Masa başında, bazen de kendi kendimize beyin fırtınası yaparız.
İşimiz, geleceğimiz için ya da kendimizi iyi hissedeceğimizi düşünerek yeni fikirler üretiriz.
Ve bu fikirlerin olma olasılığı bizi heyecanlandırır.
“Ah bir olsa hayatım düzene girecek, daha başarılı olacağım, daha mutlu olacağım, daha rahat edeceğim, daha çok kazanacağım” gibi çıktıları olan fikirlerdir bunlar.
Bilirsin…
Yapabilsen, şartlar oluşsa kim bilir neler olacak!
Bir fikrin varsa…
Elinde tuttuğun bir tohumun var demektir.
Nasıl o tohum toprakla buluşmadan filiz vermeyecekse aklından geçen projeler de eyleme geçmeden sonuç vermez.
Hatta bir tohumun toprakla buluşması bile illaki hasat vereceğini göstermez.
Tohumun toprağın içinde sıkışıp kalması, kendini patlatması ve filizlenmesi sancılı bir süreçtir.
Karanlığa gömülmek ve orada beklemek, ışığa kavuşmak zaman ister.
Kendini göstermeden kendini önce içinde büyütmektir ve sabır ister.
Yaprakların, ince narin dalların toprağın dışına çıkında kimse bilmez tohumun toprağın altında ne çektiğini…
Ancak tohum için bir zaferdir güneşe kavuşmak.

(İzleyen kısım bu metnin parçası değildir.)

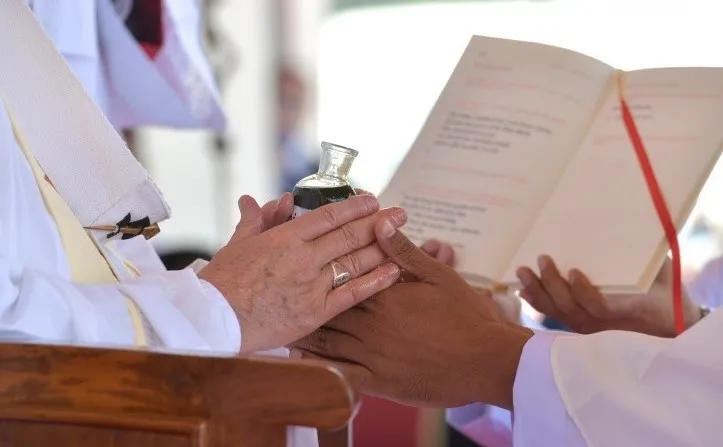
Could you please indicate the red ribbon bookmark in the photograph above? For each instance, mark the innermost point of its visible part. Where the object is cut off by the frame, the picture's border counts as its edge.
(661, 207)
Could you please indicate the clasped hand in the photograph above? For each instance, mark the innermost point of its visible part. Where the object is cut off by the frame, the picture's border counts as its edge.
(276, 275)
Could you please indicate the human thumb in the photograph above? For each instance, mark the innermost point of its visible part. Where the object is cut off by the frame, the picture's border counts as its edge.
(405, 253)
(252, 218)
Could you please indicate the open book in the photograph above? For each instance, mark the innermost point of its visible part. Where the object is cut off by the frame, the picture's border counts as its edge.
(525, 154)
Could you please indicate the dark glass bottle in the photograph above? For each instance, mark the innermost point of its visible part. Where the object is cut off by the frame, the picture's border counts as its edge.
(330, 184)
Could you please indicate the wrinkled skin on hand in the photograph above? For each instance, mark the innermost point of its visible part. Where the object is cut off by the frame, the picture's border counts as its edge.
(277, 277)
(420, 342)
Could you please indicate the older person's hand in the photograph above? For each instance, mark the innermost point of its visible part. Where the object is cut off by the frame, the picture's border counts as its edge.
(421, 342)
(576, 303)
(278, 276)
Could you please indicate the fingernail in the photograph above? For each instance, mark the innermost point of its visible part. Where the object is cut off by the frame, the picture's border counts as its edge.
(524, 276)
(543, 262)
(371, 203)
(387, 228)
(399, 216)
(572, 276)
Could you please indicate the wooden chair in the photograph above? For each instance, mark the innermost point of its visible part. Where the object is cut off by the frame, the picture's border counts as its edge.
(69, 396)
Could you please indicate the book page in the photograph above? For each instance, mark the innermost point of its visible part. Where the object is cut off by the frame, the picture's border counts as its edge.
(601, 219)
(503, 130)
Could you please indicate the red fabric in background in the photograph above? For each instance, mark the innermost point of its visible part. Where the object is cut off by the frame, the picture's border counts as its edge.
(145, 22)
(380, 423)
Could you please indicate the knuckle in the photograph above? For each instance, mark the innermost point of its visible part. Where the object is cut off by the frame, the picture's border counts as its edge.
(330, 215)
(355, 292)
(354, 263)
(319, 341)
(350, 237)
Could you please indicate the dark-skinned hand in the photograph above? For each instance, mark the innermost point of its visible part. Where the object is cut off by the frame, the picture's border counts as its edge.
(437, 341)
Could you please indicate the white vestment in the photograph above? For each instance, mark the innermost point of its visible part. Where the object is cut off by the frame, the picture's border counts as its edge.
(122, 297)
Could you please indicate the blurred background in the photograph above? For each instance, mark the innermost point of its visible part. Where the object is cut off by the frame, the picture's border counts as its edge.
(365, 74)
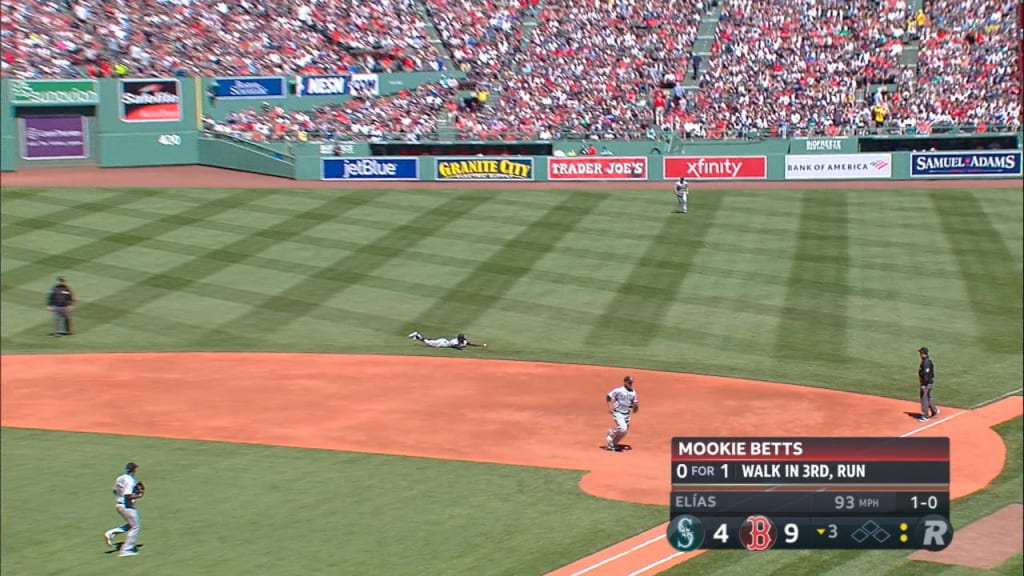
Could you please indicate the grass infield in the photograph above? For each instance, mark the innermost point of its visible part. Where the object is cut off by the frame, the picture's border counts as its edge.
(829, 288)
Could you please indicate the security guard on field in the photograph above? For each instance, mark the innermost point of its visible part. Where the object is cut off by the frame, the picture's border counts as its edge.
(60, 301)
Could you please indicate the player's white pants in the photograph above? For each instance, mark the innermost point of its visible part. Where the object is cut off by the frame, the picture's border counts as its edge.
(622, 426)
(131, 518)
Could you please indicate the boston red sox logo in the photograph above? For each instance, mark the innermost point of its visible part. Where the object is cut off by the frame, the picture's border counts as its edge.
(758, 533)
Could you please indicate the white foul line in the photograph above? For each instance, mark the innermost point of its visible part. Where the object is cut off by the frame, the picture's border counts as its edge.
(619, 556)
(930, 424)
(653, 564)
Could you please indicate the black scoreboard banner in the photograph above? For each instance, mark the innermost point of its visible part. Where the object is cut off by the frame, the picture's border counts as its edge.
(800, 493)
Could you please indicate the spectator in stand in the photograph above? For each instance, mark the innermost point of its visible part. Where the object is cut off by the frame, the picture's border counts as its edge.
(969, 67)
(213, 37)
(796, 62)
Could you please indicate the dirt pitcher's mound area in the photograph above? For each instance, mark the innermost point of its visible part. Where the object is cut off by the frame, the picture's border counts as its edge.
(506, 412)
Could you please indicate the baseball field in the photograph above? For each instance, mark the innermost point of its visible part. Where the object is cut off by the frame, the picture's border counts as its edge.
(246, 345)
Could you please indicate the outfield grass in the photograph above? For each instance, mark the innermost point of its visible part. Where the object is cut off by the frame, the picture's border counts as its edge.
(226, 508)
(827, 288)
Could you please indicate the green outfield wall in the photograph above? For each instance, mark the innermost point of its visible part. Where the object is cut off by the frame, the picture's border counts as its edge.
(158, 122)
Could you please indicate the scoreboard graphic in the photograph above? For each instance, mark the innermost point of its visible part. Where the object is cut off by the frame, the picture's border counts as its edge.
(805, 493)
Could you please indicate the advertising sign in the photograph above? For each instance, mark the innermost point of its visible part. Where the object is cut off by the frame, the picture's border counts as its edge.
(597, 168)
(835, 145)
(966, 164)
(52, 137)
(716, 167)
(151, 99)
(339, 85)
(483, 168)
(54, 92)
(838, 166)
(365, 84)
(250, 87)
(379, 168)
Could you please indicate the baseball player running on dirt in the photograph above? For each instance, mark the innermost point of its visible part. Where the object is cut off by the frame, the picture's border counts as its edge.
(622, 402)
(126, 491)
(458, 342)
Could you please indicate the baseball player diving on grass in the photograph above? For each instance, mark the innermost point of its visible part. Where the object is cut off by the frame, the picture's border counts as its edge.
(622, 403)
(458, 342)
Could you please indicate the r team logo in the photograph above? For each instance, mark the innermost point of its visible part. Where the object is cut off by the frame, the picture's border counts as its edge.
(758, 533)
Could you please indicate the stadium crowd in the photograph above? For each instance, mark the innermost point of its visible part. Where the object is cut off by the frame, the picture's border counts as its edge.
(968, 71)
(589, 70)
(41, 38)
(598, 69)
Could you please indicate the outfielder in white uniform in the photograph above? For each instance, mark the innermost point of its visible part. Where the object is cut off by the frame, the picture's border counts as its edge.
(622, 402)
(682, 193)
(124, 503)
(458, 342)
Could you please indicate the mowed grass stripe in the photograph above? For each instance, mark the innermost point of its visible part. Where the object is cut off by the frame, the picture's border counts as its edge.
(487, 284)
(143, 233)
(148, 289)
(15, 225)
(297, 301)
(653, 282)
(994, 288)
(813, 321)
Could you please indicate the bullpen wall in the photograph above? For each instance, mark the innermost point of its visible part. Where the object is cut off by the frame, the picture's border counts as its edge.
(873, 166)
(158, 121)
(107, 122)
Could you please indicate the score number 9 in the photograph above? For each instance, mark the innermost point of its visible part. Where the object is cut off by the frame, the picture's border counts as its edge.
(792, 532)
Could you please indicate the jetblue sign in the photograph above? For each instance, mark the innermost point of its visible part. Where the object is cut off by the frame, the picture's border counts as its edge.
(250, 87)
(966, 164)
(339, 85)
(383, 168)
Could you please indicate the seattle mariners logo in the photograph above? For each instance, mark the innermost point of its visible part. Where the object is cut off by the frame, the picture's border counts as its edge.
(685, 533)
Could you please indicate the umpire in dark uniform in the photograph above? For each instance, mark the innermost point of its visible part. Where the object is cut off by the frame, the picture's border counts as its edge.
(926, 375)
(60, 301)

Doğru zamanlamayla, gübresiyle hazır bir toprakla buluşan, güneşin sıcaklığı nemiyle beslenmiş, sulanmış, etrafında oluşabilecek yabani otlardan temizlenmiş tohum ürüne döner ve hasat oluşur.

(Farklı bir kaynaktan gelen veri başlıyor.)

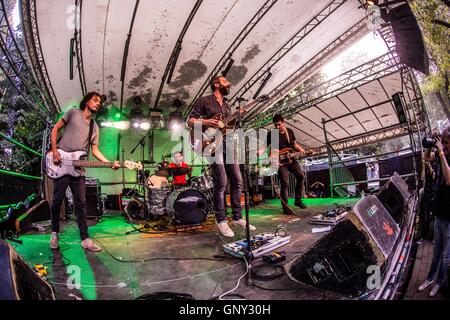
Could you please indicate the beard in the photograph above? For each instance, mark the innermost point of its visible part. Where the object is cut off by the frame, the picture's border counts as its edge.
(224, 90)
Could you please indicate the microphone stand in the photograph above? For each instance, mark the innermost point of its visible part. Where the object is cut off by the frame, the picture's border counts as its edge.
(244, 173)
(141, 143)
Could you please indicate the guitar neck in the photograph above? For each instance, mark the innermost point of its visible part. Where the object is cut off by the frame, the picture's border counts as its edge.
(92, 164)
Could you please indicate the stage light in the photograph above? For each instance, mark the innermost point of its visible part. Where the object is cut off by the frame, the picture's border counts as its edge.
(121, 125)
(175, 120)
(145, 125)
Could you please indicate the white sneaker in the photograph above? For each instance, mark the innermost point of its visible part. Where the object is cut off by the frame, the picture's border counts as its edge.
(88, 244)
(225, 229)
(425, 285)
(54, 241)
(435, 290)
(242, 223)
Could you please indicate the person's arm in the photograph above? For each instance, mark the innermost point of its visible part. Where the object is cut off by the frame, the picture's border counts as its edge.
(97, 153)
(198, 110)
(54, 136)
(428, 155)
(444, 165)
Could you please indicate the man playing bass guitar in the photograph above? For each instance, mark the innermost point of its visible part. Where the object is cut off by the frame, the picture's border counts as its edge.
(287, 141)
(202, 115)
(78, 128)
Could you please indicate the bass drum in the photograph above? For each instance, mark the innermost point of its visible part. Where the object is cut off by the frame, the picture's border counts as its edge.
(203, 182)
(186, 207)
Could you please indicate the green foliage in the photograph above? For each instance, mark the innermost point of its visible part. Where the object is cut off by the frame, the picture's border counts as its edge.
(433, 17)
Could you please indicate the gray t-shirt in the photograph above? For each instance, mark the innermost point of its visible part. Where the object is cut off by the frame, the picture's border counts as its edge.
(76, 132)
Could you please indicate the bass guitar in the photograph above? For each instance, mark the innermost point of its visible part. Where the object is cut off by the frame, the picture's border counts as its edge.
(210, 139)
(72, 163)
(288, 155)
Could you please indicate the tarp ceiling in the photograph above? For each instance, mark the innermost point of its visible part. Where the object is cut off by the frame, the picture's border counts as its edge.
(106, 23)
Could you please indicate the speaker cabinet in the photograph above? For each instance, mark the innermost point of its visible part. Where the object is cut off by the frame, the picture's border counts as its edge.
(339, 262)
(37, 213)
(18, 281)
(408, 38)
(394, 196)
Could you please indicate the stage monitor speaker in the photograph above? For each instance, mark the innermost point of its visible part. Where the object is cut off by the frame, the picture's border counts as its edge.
(399, 107)
(37, 213)
(408, 38)
(394, 196)
(18, 281)
(339, 262)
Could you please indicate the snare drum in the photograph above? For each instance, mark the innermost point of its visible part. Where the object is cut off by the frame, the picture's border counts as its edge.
(203, 182)
(156, 200)
(187, 206)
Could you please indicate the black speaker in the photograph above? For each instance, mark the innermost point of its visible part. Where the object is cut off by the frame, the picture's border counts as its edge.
(37, 213)
(18, 281)
(394, 196)
(339, 262)
(399, 108)
(95, 207)
(408, 38)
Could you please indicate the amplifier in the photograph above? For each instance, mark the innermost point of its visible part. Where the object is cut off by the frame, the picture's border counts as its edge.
(94, 202)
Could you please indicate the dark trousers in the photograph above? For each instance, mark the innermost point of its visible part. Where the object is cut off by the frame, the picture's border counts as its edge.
(78, 189)
(220, 173)
(283, 173)
(441, 248)
(426, 204)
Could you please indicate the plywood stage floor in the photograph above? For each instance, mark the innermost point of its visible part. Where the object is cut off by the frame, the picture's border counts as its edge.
(190, 262)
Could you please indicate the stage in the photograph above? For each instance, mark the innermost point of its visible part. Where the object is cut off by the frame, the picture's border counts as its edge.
(184, 262)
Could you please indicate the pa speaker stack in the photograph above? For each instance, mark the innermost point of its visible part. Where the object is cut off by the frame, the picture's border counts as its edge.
(343, 259)
(408, 38)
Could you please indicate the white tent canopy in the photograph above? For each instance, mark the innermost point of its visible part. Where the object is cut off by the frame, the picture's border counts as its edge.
(105, 25)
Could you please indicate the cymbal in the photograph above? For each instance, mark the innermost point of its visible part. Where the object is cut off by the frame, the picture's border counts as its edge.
(178, 171)
(163, 172)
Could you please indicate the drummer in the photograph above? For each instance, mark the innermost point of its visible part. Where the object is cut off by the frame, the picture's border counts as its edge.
(179, 180)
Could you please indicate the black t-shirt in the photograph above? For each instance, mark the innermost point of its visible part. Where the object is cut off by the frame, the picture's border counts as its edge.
(283, 139)
(442, 208)
(207, 107)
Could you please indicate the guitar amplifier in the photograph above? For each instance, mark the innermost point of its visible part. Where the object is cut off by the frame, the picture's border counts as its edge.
(94, 202)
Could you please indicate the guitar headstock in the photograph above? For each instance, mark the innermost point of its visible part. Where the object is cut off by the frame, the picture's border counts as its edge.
(262, 98)
(133, 165)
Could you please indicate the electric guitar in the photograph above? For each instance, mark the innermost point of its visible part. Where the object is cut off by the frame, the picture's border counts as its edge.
(288, 155)
(71, 162)
(210, 139)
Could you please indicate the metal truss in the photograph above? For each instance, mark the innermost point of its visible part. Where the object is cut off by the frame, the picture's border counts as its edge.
(264, 70)
(170, 67)
(365, 73)
(364, 139)
(306, 70)
(14, 66)
(34, 49)
(227, 56)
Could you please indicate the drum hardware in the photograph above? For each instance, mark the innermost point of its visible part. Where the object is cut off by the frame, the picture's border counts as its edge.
(186, 207)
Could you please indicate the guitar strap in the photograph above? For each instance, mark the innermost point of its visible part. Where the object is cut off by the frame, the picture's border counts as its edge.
(91, 129)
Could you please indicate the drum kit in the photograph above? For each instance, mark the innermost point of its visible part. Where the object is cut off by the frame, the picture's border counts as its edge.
(184, 205)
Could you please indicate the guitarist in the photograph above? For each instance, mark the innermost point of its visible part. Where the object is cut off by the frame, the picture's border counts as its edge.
(78, 128)
(287, 140)
(202, 114)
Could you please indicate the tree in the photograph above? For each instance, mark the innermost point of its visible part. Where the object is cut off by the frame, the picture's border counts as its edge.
(433, 18)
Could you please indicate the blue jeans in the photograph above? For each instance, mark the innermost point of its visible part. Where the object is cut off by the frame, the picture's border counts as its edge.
(220, 172)
(441, 246)
(78, 188)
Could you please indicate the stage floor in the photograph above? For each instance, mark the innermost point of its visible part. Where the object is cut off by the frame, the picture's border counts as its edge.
(183, 262)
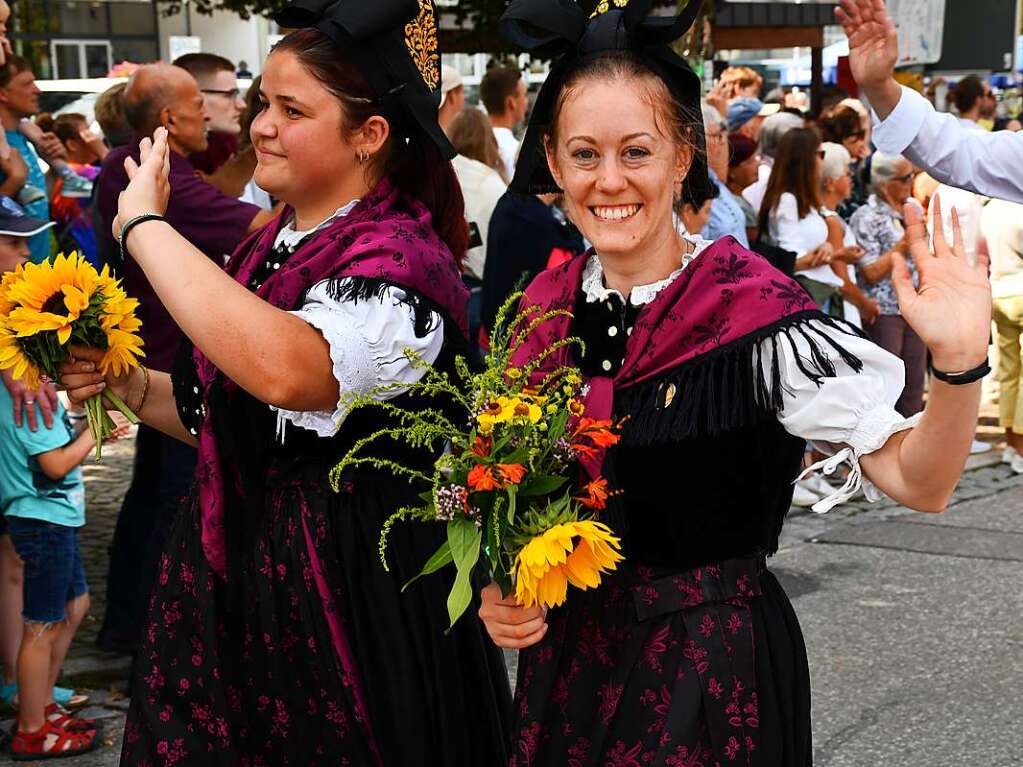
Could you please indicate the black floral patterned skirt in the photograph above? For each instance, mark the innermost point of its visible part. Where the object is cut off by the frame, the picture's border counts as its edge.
(266, 685)
(702, 669)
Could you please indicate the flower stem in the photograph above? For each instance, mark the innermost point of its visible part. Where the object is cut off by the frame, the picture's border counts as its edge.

Ve bu, bakabilen, görebilen için heyecan veren bir süreçtir.
Ne fikirler vardır doğru zamanı ve doğru zeminini bekleyen…
Nasıl ki tohum toprağa düşmeden filiz vermiyorsa, fikir de onu cesaretle eyleme geçirecek, zorlanacağını bilecek ama vazgeçmeyecek bir kişi ile karşılaşmadan sonuç vermez.

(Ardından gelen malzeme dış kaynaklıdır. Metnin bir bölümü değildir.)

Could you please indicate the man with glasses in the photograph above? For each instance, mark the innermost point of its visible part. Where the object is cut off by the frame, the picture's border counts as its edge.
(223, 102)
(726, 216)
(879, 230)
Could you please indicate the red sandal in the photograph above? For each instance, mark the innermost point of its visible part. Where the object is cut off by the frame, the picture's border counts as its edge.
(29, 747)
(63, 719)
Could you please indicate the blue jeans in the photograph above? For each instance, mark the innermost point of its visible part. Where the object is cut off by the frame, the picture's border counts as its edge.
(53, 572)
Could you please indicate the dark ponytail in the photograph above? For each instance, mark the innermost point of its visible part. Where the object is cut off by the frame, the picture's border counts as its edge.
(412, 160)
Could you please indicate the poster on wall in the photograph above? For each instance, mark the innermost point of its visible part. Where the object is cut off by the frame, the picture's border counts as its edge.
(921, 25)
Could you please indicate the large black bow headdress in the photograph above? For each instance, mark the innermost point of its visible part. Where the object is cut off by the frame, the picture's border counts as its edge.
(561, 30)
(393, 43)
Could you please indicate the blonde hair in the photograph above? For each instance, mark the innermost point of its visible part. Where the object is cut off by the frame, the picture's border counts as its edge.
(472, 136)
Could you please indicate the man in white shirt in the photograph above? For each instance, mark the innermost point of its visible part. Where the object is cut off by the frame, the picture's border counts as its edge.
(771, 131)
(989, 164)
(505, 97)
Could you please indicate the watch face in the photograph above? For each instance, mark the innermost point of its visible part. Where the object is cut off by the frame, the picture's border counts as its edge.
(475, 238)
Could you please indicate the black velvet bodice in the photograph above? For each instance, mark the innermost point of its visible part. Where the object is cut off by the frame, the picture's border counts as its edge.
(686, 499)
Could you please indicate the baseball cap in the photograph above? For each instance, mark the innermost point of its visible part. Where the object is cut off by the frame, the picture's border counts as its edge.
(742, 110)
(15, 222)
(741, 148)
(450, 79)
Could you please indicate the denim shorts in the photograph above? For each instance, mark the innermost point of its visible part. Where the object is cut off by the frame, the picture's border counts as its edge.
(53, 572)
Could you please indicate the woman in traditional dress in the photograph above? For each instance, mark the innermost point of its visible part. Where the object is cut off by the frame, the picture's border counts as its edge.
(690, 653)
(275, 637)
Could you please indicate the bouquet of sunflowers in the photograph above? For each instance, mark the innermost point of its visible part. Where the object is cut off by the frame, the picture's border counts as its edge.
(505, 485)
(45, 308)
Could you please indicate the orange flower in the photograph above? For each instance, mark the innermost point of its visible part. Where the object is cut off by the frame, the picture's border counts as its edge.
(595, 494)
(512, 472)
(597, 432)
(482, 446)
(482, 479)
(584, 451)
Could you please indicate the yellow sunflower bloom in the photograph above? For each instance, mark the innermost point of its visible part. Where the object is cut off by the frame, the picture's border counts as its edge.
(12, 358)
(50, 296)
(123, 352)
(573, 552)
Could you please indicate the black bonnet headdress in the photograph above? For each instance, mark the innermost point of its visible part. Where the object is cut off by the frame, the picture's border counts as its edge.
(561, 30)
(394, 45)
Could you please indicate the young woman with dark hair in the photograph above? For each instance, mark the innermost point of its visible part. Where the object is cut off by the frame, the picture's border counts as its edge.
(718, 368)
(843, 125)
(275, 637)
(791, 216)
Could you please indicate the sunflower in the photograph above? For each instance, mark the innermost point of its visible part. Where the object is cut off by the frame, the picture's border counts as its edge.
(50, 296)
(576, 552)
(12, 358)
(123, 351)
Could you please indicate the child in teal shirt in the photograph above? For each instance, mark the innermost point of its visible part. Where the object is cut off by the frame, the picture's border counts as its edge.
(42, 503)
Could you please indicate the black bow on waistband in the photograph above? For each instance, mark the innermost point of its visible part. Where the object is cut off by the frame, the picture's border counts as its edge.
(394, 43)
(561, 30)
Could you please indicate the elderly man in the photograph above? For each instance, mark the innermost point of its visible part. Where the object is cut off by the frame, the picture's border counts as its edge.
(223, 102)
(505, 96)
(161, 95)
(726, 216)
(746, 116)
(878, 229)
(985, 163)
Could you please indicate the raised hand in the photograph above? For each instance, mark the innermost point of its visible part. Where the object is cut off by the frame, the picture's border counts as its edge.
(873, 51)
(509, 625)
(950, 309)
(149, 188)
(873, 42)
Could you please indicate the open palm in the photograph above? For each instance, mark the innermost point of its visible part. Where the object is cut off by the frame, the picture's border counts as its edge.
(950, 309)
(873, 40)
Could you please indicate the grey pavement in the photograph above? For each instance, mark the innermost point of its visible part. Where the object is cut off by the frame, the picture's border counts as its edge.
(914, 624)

Toprakla buluşmayan tohum gibi içinde yüzlerce meyve taşır ama o küçük bir tohumdur görünen.
Ve sonra ne mi olur?
Bir çoğumuzun başına gelen olur.
Biri gelir senin o fikrini hayata geçirir ve oldurur.
Ve sana da “Aaa ben de düşünmüştüm” demek kalır.
Hatta dersin ki:
“Ben yapsaydım daha iyisini ve daha güzelini yapardım.”
İşte bu noktada…
Dış ses sorar:
Neden yapmadın?
Neden inanmadın?
Neyi bekledin?
Neden erteledin?
Onunla olan farkın ne biliyor musun, beklemedi ve fikrini harekete geçirdi.
Doğru zamanı hissetti, zemini yokladı ve şartları gerçekleştirdi.
İhtiyaç duyulan ne varsa karşıladı ve oldu.
Şimdi sen beğenmedin tabii, yarım yamalak buldun hatta.
Çünkü neden?
Senin o mükemmeliyetçi yanın hep eksik aradı bugüne kadar.
Ve sonuç:
Birileri yapar, evet haklısın biraz eksik olur ama gör bak zamanla mükemmel olmasa da iyi olur.
Ve sana “keşke”si kalır.
Öyleyse…
Kim bilir daha ne güzel fikirler var sende.
Tutma onları, harekete geç.
Elindeki tohum hasadı bekler.
Yeni fikirlerimizi hayatımıza geçirmek için harekete geçtiğimiz, kendimize inandığımız, cesaret bulduğumuz yeni bir yıl diliyorum.